Hive Developing

Building hive from source

clone source

git clone https://git-wip-us.apache.org/repos/asf/hive.git
or 
git clone git@github.com:wankunde/hive.git

# ignore chmod changes
git config core.filemode false

build

git branch -va
// checkout the branch which you are intrest.
git checkout -b branch-0.14 origin/branch-0.14
// or git checkout --track origin/branch-0.14

// compile and dist
mvn clean install -DskipTests -Phadoop-2 -Pdist

//  generate protobuf code
cd ql
mvn clean install -DskipTests -Phadoop-2,protobuf

// generate Thrift code
mvn clean install -Phadoop-2,thriftif -DskipTests -Dthrift.home=/usr/local

Tips

  • An alternatvie method to active profile in pom.xml is add follow configuration in $MAVEN_HOME/conf/setting.xml. You can check the configuration using mvn help:active-profiles command.
  <profiles>
    <profile>
      <id>hadoop-local-dev</id>
      <properties>
        <maven.test.classpath></maven.test.classpath>
        <test.dfs.mkdir>D:\hadoop_tmp\test_dfs_mkdir</test.dfs.mkdir>
        <test.output.overwrite>true</test.output.overwrite>
        <thrift>D:\hadoop_tmp\thrift</thrift>
        <thrift.home>${thrift}\home</thrift.home>
        <thrift.gen.dir>${thrift}\gen_dir</thrift.gen.dir>
        <thrift.args></thrift.args>
      </properties>
    </profile>
  </profiles>

  <activeProfiles>
    <activeProfile>hadoop-2</activeProfile>
    <activeProfile>hadoop-local-dev</activeProfile>
  </activeProfiles>
  • Configure system environment variable HADOOP_HOME=D:\installs\hadoop-2.5.0-cdh5.2.0.

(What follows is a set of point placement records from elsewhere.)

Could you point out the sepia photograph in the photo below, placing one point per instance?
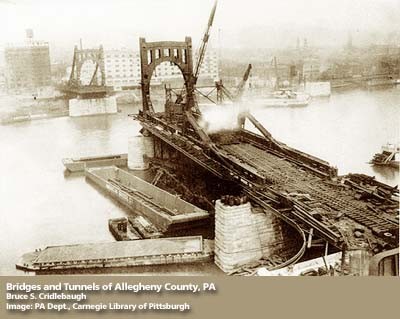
(199, 137)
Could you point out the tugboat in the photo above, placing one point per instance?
(285, 97)
(388, 156)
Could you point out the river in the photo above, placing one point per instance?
(39, 206)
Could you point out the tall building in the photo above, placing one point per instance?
(122, 67)
(27, 64)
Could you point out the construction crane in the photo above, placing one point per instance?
(223, 91)
(203, 47)
(200, 56)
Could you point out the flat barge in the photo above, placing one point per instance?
(166, 211)
(132, 228)
(119, 254)
(79, 164)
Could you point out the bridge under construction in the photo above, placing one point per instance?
(349, 212)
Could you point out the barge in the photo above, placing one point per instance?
(119, 254)
(79, 164)
(167, 212)
(132, 228)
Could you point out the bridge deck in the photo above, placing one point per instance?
(317, 196)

  • By default,before compile,maven will download many dependency packages and meet timeout exception.I use nexus and add <timeout>120000</timeout> configuration to <server> configuration item. Not Test

  • Hive HiveDeveloperFAQ Wiki
  • If you want to compile and test hive in Eclipse,continue the follow steps.

    • mvn eclipse:eclipse
    • import project
    • Configure - Convert to maven project
    • Some maven plugins may not work well,(may need to set local proxy host and port in eclipse),connect to m2e market and install m2e connectors what you need.(include antlr,build-helper)

    You can access the m2e market place from the preferences: Preferences>Maven>Discovery>Open Catalog. Installing WTP integration solved most plugin issues for me.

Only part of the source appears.